Using COPY command to load "split" tar.gz files
So i have a ~8G tar.gz file that i am trying to load in the DB. I tried several options like using multi-threaded vsqls, copy with globs on any node etc. But all these solutions have to do with splitting the files.
I split my inputFile.tar.gz into certain number of chunks, but when i tried to run copy command with the glob option i run into "ERROR: COPY: Error occurred during ZLIB decompression. ZLIB error code: -3, Message: incorrect header check" error.
Has anyone encountered this with a "split" tar.gz file copy?
I split my inputFile.tar.gz into certain number of chunks, but when i tried to run copy command with the glob option i run into "ERROR: COPY: Error occurred during ZLIB decompression.
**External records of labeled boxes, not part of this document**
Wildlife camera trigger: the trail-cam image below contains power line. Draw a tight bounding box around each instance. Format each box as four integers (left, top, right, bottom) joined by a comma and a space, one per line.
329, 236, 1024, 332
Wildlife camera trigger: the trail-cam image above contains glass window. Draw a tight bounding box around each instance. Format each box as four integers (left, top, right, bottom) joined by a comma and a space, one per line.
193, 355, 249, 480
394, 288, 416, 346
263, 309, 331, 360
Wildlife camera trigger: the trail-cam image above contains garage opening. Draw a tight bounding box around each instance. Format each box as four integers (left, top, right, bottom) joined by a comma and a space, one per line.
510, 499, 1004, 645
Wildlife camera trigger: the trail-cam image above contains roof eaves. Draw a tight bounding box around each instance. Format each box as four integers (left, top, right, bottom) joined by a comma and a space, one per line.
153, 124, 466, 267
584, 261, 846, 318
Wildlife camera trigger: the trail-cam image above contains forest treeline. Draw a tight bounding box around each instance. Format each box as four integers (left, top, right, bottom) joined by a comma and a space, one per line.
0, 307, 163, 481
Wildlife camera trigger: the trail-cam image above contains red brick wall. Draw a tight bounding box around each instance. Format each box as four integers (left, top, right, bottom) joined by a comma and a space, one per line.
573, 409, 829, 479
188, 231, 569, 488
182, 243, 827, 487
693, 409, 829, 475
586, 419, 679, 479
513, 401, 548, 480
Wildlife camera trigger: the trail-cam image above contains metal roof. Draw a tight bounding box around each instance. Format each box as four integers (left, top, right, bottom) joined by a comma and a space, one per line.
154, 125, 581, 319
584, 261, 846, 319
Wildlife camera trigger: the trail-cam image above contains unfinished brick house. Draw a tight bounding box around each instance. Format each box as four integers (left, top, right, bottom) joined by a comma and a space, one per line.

ZLIB error code: -3, Message: incorrect header check" error.
Has anyone encountered this with a "split" tar.gz file copy?
0
Comments
https://my.vertica.com/docs/7.0.x/HTML/index.htm#Authoring/NewFeatures/7.0/7.0.0/COPYChanges.htm
Eugenia
What 6 version?
I remember a similar issue that was resolved in 6.1SP2. the latest is 6.1.3, this is the release note (you can find them in the documentation for version 6.1.x) ,
"VER-27008
Data load / COPY
Under certain conditions, loading multiple concatenated gzip files through a single FIFO caused an error. This issue has been resolved.
"
This issue reported the same error that you are seeing.
Do you have this version of Vertica? If not, can you update to 6.1.3?
Eugenia
vertica=> select version(); version
------------------------------------
Vertica Analytic Database v6.1.2-0
(1 row)
But yes, if it is not SP2 i understand from your statement that "update version" is probably the only solution?
Eugenia
But i have the following scenario and was wondering if COPY command can be used?
I have a data.tar.gz file with the actual data file and couple of other lookup data files. Any suggestions on how to apply COPY command for each of the different files in the gz file without having to decompress it?
Actual file: data.tar.gz
Contents of data.tar.gz: data.tsv
lookup1.tsv
lookup2.tsv
Please advise
I think one course of action would be to extract only the file you're interested in (data.tsv) from the compressed tar file and then load that into Vertica. However if you cannot extract a full copy of the data.tsv file for some reason then the command
tar zxf data.tar.gz data.tsv -O
should extract the data.tsv file from the data.tar.gz file and write it to stdout. You can then pipe that into Vertica (read from STDIN in the COPY command).
You could of course pipe the output to gzip again to immediately recompress the data if disk space is an issue.